Models Help Anticipate Early Delivery in Pregnant Women

Approaches incorporate factors including amniotic- or cervical-fluid proteins, cervical length

WEDNESDAY, July 22 (HealthDay News) -- Two prediction models using analysis of amniotic or cervical fluids may help identify which pregnant women in preterm labor will deliver within seven days, according to research published in the August issue of Obstetrics & Gynecology.

Rose-Marie Holst, M.D., of the Sahlgrenska University Hospital East in Goteborg, Sweden, and colleagues analyzed data from 89 women presenting in preterm labor at 22 to 33 weeks of gestational age. Women underwent testing for 27 proteins in amniotic and cervical fluids.

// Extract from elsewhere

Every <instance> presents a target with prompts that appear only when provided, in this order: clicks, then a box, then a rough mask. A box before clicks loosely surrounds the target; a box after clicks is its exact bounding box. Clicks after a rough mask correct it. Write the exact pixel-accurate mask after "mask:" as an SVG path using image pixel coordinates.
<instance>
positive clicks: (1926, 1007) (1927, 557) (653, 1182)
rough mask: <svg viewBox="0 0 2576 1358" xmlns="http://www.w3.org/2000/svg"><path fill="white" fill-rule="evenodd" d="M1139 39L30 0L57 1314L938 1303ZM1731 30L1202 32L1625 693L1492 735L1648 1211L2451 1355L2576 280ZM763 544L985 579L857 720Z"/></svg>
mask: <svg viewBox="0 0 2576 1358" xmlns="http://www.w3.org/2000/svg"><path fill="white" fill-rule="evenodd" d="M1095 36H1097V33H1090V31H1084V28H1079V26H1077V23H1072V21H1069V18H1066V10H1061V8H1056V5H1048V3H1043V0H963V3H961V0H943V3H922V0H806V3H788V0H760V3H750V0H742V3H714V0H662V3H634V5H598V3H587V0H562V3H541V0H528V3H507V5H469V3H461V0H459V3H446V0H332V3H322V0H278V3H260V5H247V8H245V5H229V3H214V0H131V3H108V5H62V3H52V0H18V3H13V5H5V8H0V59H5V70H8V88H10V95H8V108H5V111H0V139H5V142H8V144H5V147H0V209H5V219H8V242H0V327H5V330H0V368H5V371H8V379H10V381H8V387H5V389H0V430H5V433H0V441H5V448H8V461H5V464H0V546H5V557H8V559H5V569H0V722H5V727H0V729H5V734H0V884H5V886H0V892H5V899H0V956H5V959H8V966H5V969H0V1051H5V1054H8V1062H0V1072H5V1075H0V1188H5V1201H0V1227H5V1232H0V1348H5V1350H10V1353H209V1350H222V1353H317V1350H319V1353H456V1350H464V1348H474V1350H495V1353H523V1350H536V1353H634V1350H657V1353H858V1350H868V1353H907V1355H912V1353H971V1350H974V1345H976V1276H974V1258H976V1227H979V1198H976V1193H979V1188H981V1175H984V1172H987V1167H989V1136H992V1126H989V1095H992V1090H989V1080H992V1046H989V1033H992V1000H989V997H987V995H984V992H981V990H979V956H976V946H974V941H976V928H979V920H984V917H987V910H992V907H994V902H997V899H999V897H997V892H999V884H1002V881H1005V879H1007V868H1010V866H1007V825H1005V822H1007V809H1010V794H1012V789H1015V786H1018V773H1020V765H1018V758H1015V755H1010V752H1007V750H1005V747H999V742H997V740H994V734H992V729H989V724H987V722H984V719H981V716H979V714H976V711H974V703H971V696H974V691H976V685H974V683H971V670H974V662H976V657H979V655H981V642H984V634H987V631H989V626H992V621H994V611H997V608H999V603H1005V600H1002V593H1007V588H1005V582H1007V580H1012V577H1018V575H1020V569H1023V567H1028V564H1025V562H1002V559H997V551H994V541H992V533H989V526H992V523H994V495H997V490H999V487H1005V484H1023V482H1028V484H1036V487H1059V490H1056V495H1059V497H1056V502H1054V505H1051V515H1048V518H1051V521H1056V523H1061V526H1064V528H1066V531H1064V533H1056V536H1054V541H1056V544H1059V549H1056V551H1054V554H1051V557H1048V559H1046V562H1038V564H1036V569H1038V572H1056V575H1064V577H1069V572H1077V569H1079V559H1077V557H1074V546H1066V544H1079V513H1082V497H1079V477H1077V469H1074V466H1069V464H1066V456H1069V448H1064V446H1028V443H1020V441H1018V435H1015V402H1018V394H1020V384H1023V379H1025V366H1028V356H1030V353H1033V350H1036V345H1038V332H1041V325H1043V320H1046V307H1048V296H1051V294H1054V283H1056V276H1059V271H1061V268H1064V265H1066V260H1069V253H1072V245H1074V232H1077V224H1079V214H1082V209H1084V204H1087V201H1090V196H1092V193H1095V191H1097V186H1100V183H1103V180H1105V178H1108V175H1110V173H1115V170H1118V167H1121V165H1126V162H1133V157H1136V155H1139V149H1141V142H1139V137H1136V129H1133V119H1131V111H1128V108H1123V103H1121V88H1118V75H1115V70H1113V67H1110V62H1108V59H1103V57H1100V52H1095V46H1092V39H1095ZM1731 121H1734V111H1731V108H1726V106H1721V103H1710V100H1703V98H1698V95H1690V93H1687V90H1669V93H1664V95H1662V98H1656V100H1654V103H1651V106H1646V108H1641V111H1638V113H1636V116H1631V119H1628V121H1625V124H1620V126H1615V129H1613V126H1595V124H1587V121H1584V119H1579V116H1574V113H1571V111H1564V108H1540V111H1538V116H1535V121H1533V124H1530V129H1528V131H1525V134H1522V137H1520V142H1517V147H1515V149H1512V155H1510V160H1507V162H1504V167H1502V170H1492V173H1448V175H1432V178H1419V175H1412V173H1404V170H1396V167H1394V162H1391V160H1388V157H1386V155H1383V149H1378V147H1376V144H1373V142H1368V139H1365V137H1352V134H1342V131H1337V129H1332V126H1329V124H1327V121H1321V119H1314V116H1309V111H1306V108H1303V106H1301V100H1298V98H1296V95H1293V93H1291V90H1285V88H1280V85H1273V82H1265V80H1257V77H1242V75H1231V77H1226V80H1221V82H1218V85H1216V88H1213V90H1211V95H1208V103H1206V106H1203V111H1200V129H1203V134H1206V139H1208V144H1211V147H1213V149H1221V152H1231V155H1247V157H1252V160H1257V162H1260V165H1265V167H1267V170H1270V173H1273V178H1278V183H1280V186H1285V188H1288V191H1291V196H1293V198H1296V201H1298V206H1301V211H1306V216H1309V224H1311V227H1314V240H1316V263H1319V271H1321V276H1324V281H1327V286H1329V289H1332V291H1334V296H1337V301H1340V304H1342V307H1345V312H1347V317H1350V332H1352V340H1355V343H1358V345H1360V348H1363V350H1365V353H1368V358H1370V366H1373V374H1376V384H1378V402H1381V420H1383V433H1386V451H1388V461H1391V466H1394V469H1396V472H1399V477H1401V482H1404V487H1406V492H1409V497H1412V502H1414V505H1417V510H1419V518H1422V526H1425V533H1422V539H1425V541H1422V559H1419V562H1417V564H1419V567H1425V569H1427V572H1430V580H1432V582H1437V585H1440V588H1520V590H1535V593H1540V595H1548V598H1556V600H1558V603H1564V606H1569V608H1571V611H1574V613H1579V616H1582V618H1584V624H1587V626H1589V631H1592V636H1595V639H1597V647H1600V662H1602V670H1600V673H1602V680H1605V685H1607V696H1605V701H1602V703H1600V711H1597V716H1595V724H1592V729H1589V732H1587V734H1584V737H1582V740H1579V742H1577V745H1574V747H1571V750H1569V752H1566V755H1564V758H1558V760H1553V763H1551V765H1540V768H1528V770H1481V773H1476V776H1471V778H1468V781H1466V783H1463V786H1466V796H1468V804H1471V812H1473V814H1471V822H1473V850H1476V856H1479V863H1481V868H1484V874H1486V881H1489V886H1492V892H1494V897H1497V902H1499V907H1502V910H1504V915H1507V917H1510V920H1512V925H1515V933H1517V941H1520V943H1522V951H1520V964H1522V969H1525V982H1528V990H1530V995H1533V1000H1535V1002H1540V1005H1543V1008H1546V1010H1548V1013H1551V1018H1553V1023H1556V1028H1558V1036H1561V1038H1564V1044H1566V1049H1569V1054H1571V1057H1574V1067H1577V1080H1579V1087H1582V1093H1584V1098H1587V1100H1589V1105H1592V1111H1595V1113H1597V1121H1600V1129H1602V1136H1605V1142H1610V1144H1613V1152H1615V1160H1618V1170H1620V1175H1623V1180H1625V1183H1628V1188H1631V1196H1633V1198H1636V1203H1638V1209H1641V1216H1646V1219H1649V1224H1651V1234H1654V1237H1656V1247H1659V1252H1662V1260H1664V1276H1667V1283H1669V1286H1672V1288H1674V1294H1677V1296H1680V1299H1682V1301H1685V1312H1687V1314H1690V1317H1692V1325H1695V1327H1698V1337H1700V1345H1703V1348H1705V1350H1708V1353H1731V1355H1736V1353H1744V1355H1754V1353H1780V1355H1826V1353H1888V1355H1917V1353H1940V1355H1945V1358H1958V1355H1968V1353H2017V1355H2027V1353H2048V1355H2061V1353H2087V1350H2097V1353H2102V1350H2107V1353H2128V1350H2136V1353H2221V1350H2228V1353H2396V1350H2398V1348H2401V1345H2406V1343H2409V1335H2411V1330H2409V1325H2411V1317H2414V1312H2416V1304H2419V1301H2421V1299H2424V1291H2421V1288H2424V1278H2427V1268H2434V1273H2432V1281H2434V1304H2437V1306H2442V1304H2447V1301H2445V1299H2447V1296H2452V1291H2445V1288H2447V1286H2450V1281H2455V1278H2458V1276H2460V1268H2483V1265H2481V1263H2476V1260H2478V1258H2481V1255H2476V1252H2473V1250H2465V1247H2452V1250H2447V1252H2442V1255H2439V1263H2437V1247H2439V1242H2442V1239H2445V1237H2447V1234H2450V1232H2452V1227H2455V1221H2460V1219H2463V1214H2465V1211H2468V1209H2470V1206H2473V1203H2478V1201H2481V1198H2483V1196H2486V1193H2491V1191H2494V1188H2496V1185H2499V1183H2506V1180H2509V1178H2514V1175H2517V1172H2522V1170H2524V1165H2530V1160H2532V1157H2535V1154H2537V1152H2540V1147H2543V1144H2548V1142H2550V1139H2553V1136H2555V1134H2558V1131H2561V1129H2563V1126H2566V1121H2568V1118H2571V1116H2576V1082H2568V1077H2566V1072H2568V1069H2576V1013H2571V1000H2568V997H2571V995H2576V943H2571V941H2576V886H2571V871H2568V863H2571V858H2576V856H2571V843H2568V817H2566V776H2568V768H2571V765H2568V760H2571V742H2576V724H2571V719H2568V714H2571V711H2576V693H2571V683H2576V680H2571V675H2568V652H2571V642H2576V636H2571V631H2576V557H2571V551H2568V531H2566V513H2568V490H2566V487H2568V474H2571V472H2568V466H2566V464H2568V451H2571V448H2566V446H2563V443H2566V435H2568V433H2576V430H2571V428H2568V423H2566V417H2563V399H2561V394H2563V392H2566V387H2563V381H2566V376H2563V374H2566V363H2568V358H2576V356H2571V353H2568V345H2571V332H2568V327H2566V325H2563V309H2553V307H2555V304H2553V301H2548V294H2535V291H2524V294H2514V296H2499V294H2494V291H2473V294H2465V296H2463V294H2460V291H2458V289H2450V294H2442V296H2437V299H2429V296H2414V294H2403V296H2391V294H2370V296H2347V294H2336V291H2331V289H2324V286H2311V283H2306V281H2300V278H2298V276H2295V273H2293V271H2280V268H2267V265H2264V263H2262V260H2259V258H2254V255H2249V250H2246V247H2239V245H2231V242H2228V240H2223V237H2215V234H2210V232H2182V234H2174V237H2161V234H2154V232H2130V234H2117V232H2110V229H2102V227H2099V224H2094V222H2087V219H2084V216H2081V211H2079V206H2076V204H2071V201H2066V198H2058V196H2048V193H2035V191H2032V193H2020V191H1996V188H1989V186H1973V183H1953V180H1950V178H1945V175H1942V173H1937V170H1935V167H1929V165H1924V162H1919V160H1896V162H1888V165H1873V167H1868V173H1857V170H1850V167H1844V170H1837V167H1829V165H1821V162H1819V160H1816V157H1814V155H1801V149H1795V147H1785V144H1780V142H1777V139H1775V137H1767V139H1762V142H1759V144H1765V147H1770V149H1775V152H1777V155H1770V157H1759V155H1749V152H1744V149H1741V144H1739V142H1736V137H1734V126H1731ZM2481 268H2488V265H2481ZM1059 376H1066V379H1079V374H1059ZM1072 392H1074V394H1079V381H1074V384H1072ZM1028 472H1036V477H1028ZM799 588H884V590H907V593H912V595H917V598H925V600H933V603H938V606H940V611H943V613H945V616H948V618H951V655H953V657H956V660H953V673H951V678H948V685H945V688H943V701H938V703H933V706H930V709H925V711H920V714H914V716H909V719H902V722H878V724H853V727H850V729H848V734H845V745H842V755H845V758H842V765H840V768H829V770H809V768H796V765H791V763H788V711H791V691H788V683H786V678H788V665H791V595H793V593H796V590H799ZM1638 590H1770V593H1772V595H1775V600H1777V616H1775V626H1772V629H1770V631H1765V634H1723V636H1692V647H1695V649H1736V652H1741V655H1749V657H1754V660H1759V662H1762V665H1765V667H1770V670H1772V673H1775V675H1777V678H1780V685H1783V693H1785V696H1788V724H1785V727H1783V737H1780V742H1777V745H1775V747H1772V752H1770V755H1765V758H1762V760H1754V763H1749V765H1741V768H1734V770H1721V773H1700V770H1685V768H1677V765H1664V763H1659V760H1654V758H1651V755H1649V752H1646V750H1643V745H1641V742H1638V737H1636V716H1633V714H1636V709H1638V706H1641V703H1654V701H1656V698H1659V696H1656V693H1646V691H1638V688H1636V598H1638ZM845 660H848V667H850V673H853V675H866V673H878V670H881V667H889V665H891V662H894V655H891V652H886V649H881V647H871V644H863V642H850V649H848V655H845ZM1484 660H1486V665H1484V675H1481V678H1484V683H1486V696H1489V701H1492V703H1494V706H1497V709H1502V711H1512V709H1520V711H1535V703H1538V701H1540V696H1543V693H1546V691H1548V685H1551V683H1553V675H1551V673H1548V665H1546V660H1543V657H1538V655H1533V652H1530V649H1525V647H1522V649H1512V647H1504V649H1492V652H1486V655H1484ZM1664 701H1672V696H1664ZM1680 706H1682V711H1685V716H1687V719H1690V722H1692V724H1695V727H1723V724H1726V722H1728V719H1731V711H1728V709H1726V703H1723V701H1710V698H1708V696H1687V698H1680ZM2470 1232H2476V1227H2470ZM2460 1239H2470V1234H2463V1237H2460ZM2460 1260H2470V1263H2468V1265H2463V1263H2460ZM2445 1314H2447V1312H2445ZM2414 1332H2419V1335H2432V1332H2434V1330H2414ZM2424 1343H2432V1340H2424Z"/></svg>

The researchers found a multivariable prediction model incorporating amniotic macrophage inflammatory protein-1β, cervical interferon-γ, and monocyte chemotactic protein-1 predicted outcome with 91 percent sensitivity, 84 percent specificity, and 78 percent positive and 94 percent negative predictive value. Another model, this one noninvasive, incorporated factors including cervical length and cervical interferon-γ, and predicted early delivery with 85 percent sensitivity, 82 percent specificity, and 74 percent positive and 90 percent negative predictive value.

"We found two different prediction models that might be useful to clinicians in discriminating between women with symptoms who will deliver preterm and women who will not. The reasonably high positive predictive value and negative predictive value means that both women at considerable risk of delivering preterm and who may be targeted for treatment and women at low risk who could be sent home can be identified," the authors write.